And just when we were starting to get traction, September 11th hit and there was nothing going on in the New York area. A relative asked me to help with a security audit for his CPA firm and I fell in love with the work. I fell in love with the idea of helping companies in a consultative way rather than a product centric way – which is the right way to do things.
Today, we are still a product agnostic company. We don’t sell or promote any particular products. We stay true to the consult and assess roots we started with way back when.
PreVeil:So how did that bring you to working on CMMC?
Pivot Point:CMMC is just a logical extension of what Pivot Point began focusing on 14 years ago which is the increasing need for companies to prove to stake holders that they are secure and compliant.
As we move to concepts like clouds and 3rd party service providers, increasingly our information assets are in someone else’s IT infrastructure. And if I’m going to share my data with you then I need to have some level of assurance that you are handling it properly.
In 2005, ISO built on the ISO 17799 good code of practices and evolved it to ISO 27002. They also introduced ISO 27001 which added a concept of third-party attestation that you are effectively managing the risk associated with information.
So, we saw that as something that was important and was going to grow. Pivot Point became specialists in ISO 27001 and helping companies prove they are secure and compliant. Think about ISO 27001, SOC-2, NIST cybersecurity framework, HI-TRUST, FEDRAMP. These are all mechanisms to hand a 3rd party attestation to someone else and say you can trust we are doing things the right way because we had an independent third party validate that we are.
PreVeil: One of the main things I wanted to discuss was pricing. How should defense companies start to think about pricing of CMMC compliance and get their heads around what it will cost.
Pivot Point: Well it depends.

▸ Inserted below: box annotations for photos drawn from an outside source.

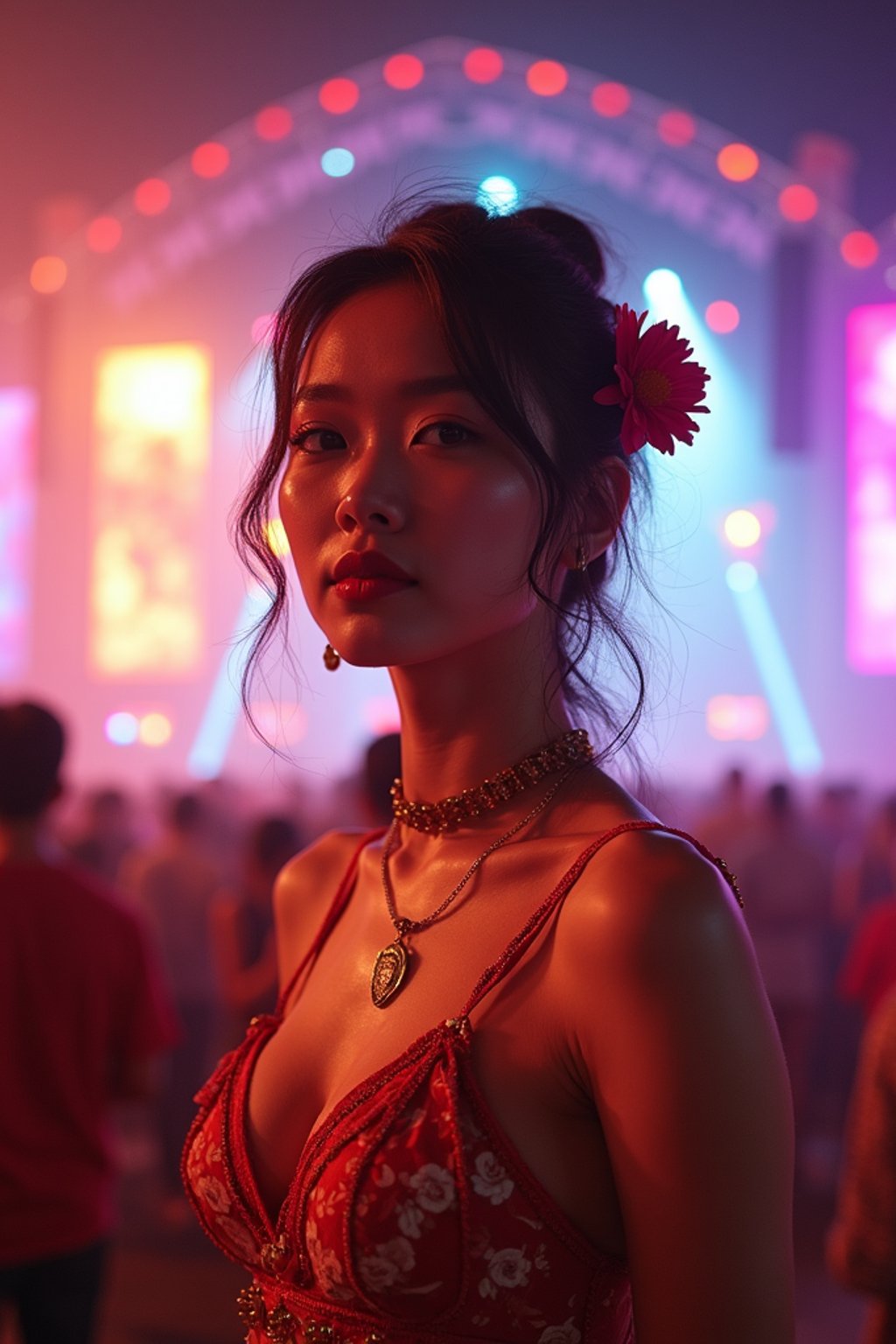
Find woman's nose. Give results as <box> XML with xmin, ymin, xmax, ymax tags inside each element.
<box><xmin>336</xmin><ymin>451</ymin><xmax>407</xmax><ymax>532</ymax></box>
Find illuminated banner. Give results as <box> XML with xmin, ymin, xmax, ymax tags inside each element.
<box><xmin>846</xmin><ymin>304</ymin><xmax>896</xmax><ymax>674</ymax></box>
<box><xmin>90</xmin><ymin>344</ymin><xmax>211</xmax><ymax>677</ymax></box>
<box><xmin>0</xmin><ymin>387</ymin><xmax>36</xmax><ymax>682</ymax></box>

There are a lot of variables that go into what it’s going to cost.
If we break it down into ‘get prepped’ and what it ‘costs to get audited’ – which are the two main costs – and then what it costs to ‘maintain that status’ over time there are three cost buckets.

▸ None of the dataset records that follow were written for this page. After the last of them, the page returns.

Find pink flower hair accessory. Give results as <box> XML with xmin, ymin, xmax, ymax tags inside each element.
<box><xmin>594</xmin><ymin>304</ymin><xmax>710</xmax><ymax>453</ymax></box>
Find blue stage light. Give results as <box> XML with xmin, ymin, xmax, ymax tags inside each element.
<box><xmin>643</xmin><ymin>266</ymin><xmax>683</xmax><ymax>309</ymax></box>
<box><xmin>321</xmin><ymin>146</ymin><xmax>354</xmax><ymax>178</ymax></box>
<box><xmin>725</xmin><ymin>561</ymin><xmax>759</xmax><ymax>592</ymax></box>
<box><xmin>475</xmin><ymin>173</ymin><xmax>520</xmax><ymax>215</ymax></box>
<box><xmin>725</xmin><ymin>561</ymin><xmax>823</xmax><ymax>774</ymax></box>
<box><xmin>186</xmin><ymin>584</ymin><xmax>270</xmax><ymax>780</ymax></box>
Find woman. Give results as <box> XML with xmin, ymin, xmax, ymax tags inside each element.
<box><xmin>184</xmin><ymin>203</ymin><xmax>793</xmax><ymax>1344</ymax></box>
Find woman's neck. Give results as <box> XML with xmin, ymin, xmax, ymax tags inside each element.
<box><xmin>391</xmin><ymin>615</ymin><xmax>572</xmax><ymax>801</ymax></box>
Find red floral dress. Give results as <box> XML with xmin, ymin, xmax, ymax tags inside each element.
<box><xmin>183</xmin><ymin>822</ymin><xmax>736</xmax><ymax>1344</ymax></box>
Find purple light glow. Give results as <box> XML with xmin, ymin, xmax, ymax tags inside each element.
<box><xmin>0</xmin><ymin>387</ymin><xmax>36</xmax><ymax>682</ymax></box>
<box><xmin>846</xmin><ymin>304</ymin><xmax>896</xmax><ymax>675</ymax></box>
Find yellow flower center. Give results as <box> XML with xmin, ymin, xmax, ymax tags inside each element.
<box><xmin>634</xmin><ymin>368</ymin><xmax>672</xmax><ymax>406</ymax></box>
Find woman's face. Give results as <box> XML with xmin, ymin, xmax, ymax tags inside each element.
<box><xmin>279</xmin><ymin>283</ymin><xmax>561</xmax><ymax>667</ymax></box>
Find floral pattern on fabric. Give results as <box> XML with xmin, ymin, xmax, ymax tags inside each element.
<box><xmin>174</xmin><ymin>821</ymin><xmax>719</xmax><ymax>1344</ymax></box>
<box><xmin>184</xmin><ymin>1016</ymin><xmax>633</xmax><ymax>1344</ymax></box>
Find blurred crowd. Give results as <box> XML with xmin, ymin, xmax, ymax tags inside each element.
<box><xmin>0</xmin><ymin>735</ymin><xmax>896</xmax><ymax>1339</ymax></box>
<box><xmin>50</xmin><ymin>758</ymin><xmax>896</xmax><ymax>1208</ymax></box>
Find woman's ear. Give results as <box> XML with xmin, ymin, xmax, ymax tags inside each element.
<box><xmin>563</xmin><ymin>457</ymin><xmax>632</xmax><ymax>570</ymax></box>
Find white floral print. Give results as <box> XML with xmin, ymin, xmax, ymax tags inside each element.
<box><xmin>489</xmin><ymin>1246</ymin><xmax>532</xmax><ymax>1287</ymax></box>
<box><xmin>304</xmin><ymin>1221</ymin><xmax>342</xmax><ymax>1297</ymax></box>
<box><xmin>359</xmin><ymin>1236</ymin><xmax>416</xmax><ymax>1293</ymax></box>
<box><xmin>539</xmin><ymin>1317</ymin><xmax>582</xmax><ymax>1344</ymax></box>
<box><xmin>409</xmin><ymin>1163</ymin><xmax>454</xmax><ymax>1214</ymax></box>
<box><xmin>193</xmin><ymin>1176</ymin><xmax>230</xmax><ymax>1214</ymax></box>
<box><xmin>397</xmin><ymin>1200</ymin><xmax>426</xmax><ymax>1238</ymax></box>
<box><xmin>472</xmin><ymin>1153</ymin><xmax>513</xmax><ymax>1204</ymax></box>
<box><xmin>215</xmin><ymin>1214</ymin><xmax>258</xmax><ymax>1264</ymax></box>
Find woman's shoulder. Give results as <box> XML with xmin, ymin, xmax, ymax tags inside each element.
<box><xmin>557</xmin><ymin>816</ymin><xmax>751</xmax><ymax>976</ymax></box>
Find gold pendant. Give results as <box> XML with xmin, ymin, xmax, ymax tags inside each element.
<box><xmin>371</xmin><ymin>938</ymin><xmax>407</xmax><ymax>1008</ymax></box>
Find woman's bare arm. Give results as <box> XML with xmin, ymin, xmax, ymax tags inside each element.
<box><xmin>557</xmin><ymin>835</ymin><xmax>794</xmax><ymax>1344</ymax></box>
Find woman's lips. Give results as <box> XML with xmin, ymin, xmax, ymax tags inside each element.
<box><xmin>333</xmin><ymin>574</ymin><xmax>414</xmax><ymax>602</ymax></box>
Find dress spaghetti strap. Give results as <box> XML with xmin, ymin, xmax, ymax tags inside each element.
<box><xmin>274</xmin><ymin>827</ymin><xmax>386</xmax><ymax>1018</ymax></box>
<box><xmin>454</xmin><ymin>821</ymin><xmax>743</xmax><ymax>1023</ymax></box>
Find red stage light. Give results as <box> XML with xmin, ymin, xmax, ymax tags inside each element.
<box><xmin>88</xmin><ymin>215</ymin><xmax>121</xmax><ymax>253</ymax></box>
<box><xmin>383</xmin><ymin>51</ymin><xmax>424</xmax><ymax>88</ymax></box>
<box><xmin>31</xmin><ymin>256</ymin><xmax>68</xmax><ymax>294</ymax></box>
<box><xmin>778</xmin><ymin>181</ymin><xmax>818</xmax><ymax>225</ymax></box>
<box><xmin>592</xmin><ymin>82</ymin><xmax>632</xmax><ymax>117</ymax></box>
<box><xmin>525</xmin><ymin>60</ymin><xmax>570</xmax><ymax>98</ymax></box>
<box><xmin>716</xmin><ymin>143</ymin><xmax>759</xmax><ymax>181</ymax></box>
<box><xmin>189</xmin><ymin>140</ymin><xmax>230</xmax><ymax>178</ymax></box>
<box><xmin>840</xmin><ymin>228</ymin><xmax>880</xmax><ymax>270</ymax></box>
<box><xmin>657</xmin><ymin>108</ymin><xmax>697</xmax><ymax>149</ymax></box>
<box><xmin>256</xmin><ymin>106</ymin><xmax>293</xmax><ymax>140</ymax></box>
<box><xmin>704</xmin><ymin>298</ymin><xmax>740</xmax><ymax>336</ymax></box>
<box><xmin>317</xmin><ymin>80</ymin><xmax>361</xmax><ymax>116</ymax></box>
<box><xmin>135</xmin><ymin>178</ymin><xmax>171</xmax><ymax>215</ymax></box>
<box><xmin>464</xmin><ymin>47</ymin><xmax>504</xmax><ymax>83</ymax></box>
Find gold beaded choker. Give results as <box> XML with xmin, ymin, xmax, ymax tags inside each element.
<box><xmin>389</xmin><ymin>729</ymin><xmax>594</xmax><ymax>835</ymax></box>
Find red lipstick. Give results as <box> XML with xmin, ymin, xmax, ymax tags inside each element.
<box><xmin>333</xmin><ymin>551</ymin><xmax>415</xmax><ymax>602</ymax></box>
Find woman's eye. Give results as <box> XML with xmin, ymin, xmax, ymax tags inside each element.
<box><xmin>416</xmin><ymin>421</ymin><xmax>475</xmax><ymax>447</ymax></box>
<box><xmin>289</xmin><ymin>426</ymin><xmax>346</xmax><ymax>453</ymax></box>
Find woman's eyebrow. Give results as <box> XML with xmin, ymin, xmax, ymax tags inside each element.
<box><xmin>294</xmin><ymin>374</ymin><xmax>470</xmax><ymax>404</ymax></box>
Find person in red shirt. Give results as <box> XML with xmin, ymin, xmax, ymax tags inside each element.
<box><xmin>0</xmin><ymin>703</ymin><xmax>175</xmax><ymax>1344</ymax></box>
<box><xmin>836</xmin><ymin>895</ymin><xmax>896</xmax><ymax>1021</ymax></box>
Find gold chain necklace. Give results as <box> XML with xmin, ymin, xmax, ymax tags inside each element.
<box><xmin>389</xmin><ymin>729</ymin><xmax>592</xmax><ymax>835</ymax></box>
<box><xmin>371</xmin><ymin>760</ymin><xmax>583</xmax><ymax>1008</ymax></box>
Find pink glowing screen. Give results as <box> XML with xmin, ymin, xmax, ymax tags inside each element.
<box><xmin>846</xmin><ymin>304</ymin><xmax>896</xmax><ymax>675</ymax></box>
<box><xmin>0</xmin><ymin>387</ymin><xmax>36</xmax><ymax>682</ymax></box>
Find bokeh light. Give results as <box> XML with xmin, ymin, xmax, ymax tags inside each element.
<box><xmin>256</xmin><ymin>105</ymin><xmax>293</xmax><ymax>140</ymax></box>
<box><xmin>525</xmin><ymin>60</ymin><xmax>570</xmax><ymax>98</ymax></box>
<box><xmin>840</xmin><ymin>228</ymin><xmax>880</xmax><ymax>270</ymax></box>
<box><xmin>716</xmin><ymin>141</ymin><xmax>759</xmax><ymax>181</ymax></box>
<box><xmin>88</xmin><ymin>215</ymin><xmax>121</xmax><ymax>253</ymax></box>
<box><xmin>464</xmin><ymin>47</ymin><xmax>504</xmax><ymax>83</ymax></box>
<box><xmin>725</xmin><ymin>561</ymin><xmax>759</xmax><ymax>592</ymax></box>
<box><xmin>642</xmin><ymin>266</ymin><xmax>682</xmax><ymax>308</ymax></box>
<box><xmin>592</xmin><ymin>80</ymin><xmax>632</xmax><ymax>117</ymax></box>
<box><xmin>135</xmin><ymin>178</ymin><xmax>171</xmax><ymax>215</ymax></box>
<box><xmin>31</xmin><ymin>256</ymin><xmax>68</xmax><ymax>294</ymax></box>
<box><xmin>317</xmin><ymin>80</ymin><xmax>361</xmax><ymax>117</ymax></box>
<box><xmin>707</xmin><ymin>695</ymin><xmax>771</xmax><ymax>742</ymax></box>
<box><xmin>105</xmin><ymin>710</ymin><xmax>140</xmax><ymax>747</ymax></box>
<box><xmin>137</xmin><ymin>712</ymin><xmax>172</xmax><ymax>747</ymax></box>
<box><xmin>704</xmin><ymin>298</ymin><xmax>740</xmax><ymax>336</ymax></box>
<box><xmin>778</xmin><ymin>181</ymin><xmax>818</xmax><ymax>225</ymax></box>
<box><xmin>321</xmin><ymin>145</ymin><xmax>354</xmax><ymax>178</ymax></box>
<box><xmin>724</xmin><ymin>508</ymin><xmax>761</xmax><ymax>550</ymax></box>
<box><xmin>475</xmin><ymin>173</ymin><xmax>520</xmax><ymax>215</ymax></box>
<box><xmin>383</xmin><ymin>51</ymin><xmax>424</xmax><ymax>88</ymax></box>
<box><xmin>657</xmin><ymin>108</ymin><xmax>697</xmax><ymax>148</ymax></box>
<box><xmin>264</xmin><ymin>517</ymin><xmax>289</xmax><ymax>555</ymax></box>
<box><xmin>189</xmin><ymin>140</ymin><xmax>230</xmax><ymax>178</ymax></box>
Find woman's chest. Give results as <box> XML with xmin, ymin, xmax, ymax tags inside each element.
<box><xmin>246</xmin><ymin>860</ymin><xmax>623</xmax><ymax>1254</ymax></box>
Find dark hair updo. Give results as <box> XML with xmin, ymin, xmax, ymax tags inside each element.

The first thing you have to figure out is if you are going to be compliant, what level do you need to comply with. If it’s just level 1 and you just have FCI, that’s a relatively low bar to reach. There are just 17 controls. There’s a pretty fair chance that you are doing most of those controls already.
If you got Microsoft 365 and folks have to log-in then you already have authentication.
Someone can implement these standards on their own and write up a couple of policies. Download an assessment tool. I don’t see any of these as a big issue.
In terms of the audit costs, well anyone who is predicting audit costs now is doing so with the absence of information necessary to actually come up with an accurate number. The CMMC-AB’s goal is to establish programs that will result in consulting companies and C3PAO’s being able to establish accurate pricing for their services The AB hasn’t done so yet.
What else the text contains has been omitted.